In the last two weeks, I have taken time to lay out the benefits of internalizing the Bible and the general “how-to” guidelines for internalizing verses, whole chapters, and whole books. Several years ago, when I wrote Falling in Love with God’s Word, I included an entire chapter on what not to do when internalizing. Rather than paraphrase it, I thought I’d just give you the whole chapter (so you can avoid the mistakes I made when I first started internalizing).
NOTE: The rest of this post originally appeared in the chapter “Is There Anything I Shouldn’t Do When I Am Internalizing Scripture?” in my book Falling in Love with God’s Word.
I have spent most of this book encouraging you to incorporate various practices that will integrate Scripture Internalization into your study of the Bible. There are, however three “don’ts” of Scripture Internalization.
Don’t forget the message.
Sometimes it is easy to become so focused on getting the words in the right order, that we forget the point of the passage.
Always remember: The goal is to know the Word, not just the words.”
It is vitally important to work at keeping the message fresh.
One way to accomplish this is to keep the emotion in the passage as you internalize. Continue to read out loud, and see and hear the characters speaking and interacting. It is very easy to bear down on the words and allow them to become void of emotion. Avoid this at all costs!
The more alive the Living Word is to you, the easier it will be to remember the words.
Another tool for keeping the message fresh is to make sure that every week or so you take a break from the detail-oriented nature of Scripture Internalization (and Finish Work for that matter) and spend a day going back to Foundational Reading. Taking a day away from the process of internalization to simply enjoy the story or letter makes it much easier to internalize when you come back to it the following day.
Don’t worry about chapter/verse breakdowns until after you know the words.
First of all, you need to decide if knowing the chapter and verse references is important to you. I have decided that knowing the chapter where I can find a verse is important, but knowing all the specific verse references is less important. If someone wants to know where to find the story of “Jesus Feeding 5000 People” or “The Death and Resurrection of Lazarus,” I want to be able to point them to John 6 and John 11. I find it less crucial to say, “John 6:1-15 and John 11:1-44.”
I do know several people however who find it extremely important to know the verses as well as the chapters. You simply need to decide how specific you want to get. Whichever you choose, the most important thing is to internalize in the correct order:
Then individual stories/thoughts…
If you follow this pattern – which is built into this entire Bible study process – you will find that knowing the chapters simply comes with moving through Foundation, Framing, and Finish Work.

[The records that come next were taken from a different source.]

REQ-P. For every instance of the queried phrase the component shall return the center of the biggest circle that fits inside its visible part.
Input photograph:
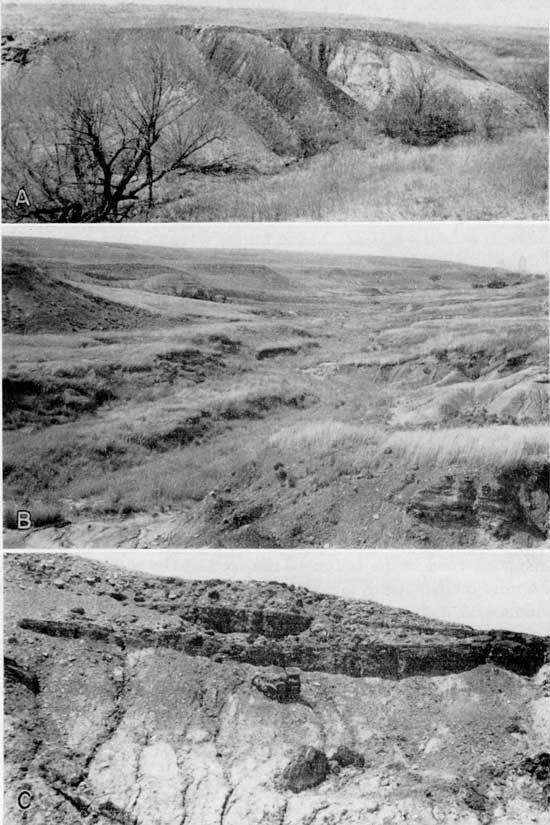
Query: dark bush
(422, 114)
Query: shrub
(423, 114)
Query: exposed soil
(267, 423)
(109, 673)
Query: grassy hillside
(274, 122)
(270, 398)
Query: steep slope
(33, 301)
(295, 400)
(134, 699)
(289, 93)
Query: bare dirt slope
(491, 50)
(298, 400)
(289, 93)
(243, 693)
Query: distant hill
(286, 93)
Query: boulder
(308, 769)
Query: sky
(486, 12)
(518, 246)
(485, 589)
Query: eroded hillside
(164, 397)
(263, 703)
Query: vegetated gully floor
(265, 423)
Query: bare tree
(421, 112)
(92, 130)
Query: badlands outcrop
(137, 699)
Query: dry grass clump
(253, 402)
(323, 436)
(467, 179)
(498, 447)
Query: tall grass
(497, 447)
(466, 179)
(322, 435)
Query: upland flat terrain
(268, 116)
(136, 699)
(158, 397)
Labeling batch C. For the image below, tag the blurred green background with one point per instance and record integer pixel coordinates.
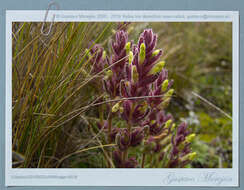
(49, 74)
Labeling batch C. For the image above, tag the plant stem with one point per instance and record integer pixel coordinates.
(143, 160)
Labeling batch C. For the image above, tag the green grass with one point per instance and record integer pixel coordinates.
(53, 84)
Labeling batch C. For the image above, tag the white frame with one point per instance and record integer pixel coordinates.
(123, 177)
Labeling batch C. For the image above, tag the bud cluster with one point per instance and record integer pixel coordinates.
(138, 77)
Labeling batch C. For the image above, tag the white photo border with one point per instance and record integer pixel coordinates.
(123, 177)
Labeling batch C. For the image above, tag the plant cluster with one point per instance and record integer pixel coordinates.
(138, 93)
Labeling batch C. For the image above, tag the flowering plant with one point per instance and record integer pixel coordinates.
(137, 83)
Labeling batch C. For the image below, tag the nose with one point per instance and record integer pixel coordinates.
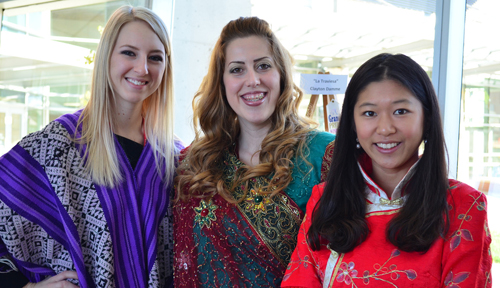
(141, 66)
(253, 79)
(385, 125)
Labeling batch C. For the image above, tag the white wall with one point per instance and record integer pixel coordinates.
(196, 28)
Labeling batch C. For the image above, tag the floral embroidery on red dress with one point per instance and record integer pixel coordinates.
(347, 273)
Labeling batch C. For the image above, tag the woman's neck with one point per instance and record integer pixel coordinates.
(388, 179)
(250, 143)
(128, 124)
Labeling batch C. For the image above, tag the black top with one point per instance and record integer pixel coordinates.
(132, 149)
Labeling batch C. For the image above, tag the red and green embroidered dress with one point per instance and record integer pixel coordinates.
(219, 244)
(461, 259)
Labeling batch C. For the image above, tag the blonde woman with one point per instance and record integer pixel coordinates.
(89, 193)
(243, 186)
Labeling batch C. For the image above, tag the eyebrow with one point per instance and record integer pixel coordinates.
(135, 48)
(255, 60)
(368, 104)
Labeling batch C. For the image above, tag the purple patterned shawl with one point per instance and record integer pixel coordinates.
(133, 211)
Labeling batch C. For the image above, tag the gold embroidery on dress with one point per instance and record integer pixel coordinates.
(205, 213)
(274, 218)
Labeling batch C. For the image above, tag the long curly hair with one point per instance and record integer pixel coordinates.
(200, 173)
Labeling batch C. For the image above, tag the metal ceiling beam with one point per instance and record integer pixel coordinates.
(360, 59)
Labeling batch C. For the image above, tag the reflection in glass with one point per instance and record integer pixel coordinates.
(46, 63)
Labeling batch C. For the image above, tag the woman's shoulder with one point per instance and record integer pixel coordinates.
(462, 191)
(54, 133)
(463, 197)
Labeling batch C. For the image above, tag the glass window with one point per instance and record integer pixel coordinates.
(46, 64)
(479, 142)
(337, 36)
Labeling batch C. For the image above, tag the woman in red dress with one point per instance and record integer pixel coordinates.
(388, 216)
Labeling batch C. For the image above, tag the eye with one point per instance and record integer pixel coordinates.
(235, 70)
(400, 112)
(156, 58)
(128, 53)
(264, 66)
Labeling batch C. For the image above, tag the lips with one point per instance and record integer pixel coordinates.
(254, 97)
(136, 82)
(387, 145)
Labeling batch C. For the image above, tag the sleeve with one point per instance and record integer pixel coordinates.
(466, 256)
(304, 270)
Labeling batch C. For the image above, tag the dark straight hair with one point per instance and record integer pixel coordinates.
(339, 216)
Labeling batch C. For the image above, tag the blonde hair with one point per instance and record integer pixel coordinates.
(200, 175)
(97, 118)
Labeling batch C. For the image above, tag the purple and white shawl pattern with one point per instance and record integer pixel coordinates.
(52, 215)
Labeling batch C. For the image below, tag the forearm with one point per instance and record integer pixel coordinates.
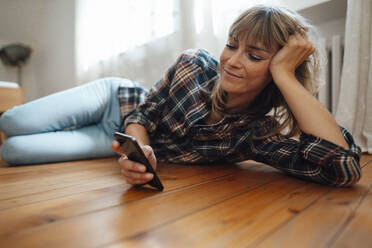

Learning the verse references will need to be an extra step you add on if you deem that to be important.
Don’t try to internalize something you do not know.
Now, this might seem obvious if you are weaving Scripture Internalization into your study of an entire book. However, there may be times when you want to learn an individual verse or paragraph that has special meaning for you. My encouragement at times like these is to make sure you spend some time familiarizing yourself with the surrounding context.
Let’s say you want to learn II Peter 1:3-4:
HIS DIVINE POWER HAS GIVEN US EVERYTHING WE NEED FOR LIFE AND GODLINESS THROUGH OUR KNOWLEDGE OF HIM WHO CALLED US BY HIS OWN GLORY AND GOODNESS. THROUGH THESE HE HAS GIVEN US HIS VERY GREAT AND PRECIOUS PROMISES, SO THAT THROUGH THEM YOU MAY PARTICIPATE IN THE DIVINE NATURE AND ESCAPE THE CORRUPTION IN THE WORLD CAUSED BY EVIL DESIRES.”
Before learning these verses, it will be extremely helpful for you to take even a few days and apply the Foundational Reading techniques to II Peter. As you become a bit more familiar with the letter, you will find that even these two verses hold greater meaning for you because you know the context in which they were written.
Who knows? You might even find yourself making II Peter the next book you choose to study and internalize!